Exploring Multimodal Challenges in Toxic Chinese Detection: Taxonomy, Benchmark, and Findings
This addresses the problem of robust toxic content detection for Chinese language users, but it is incremental as it builds on existing LLM methods with new perturbations and benchmarks.
The paper tackled the challenge of detecting toxic content in Chinese using large language models (LLMs), finding that LLMs struggle with perturbed multimodal Chinese text and that enhancement methods like in-context learning can cause overcorrection, misidentifying normal content as toxic.

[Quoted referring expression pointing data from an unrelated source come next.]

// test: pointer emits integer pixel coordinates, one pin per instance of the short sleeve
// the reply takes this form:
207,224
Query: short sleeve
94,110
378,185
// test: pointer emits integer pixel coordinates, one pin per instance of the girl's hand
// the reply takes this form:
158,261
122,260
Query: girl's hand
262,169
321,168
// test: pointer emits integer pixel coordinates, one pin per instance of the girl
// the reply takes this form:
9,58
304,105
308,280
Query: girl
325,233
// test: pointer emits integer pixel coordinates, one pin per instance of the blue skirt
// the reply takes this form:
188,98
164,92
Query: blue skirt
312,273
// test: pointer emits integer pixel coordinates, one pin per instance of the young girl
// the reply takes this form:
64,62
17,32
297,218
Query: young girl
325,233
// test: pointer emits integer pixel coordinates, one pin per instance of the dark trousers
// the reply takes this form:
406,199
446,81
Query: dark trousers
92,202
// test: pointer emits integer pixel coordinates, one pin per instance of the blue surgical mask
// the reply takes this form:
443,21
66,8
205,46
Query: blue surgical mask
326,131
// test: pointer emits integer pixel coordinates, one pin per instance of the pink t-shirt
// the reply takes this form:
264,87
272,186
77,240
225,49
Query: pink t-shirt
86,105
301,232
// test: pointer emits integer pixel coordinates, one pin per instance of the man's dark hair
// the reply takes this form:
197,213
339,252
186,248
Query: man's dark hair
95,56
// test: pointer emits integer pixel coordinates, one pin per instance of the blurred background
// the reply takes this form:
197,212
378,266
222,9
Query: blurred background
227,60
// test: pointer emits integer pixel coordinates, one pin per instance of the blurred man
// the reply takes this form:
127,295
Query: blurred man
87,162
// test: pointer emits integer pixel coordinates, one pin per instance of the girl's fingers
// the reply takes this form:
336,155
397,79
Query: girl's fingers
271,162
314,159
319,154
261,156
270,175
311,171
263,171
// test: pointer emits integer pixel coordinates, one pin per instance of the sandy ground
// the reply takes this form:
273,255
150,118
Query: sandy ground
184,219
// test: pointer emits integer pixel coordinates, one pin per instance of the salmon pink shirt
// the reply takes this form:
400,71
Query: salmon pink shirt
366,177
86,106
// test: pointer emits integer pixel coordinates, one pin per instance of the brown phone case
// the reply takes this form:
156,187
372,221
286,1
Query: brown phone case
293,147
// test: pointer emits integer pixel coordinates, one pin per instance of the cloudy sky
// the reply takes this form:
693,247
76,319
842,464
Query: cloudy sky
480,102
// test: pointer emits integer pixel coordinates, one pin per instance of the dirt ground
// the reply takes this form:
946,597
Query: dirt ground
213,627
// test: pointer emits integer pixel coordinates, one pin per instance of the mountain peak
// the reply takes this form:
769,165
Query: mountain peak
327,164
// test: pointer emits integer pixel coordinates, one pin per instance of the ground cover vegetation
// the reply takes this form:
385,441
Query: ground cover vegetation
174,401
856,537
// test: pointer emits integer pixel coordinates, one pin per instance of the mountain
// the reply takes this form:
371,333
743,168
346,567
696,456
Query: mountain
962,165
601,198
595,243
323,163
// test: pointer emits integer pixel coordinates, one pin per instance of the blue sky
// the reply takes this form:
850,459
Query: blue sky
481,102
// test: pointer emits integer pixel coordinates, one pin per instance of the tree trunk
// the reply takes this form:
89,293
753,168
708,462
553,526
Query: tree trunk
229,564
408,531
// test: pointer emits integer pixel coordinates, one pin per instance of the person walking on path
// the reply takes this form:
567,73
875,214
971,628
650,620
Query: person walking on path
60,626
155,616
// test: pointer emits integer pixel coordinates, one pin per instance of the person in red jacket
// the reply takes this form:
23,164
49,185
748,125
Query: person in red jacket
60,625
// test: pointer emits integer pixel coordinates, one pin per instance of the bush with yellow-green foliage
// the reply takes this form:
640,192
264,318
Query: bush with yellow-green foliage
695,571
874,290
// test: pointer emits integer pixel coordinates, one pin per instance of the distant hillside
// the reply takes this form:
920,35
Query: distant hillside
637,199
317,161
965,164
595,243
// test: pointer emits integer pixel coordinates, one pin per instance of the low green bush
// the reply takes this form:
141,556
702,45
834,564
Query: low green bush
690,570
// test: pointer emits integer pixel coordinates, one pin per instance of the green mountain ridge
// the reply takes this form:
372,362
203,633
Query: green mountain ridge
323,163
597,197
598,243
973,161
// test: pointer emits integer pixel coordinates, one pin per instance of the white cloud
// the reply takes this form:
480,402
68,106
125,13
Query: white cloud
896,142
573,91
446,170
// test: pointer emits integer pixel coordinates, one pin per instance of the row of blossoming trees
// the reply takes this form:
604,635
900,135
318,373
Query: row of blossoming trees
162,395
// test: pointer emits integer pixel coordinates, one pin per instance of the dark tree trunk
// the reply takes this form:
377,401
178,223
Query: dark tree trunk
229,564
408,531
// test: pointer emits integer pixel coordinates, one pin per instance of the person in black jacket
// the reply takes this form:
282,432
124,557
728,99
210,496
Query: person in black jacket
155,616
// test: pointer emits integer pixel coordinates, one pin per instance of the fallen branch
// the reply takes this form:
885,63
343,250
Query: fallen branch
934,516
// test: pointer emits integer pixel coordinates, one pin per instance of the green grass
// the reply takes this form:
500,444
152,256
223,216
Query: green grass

Detecting toxic content using language models is important but challenging. While large language models (LLMs) have demonstrated strong performance in understanding Chinese, recent studies show that simple character substitutions in toxic Chinese text can easily confuse the state-of-the-art (SOTA) LLMs. In this paper, we highlight the multimodal nature of Chinese language as a key challenge for deploying LLMs in toxic Chinese detection. First, we propose a taxonomy of 3 perturbation strategies and 8 specific approaches in toxic Chinese content. Then, we curate a dataset based on this taxonomy, and benchmark 9 SOTA LLMs (from both the US and China) to assess if they can detect perturbed toxic Chinese text. Additionally, we explore cost-effective enhancement solutions like in-context learning (ICL) and supervised fine-tuning (SFT). Our results reveal two important findings. (1) LLMs are less capable of detecting perturbed multimodal Chinese toxic contents. (2) ICL or SFT with a small number of perturbed examples may cause the LLMs "overcorrect'': misidentify many normal Chinese contents as toxic.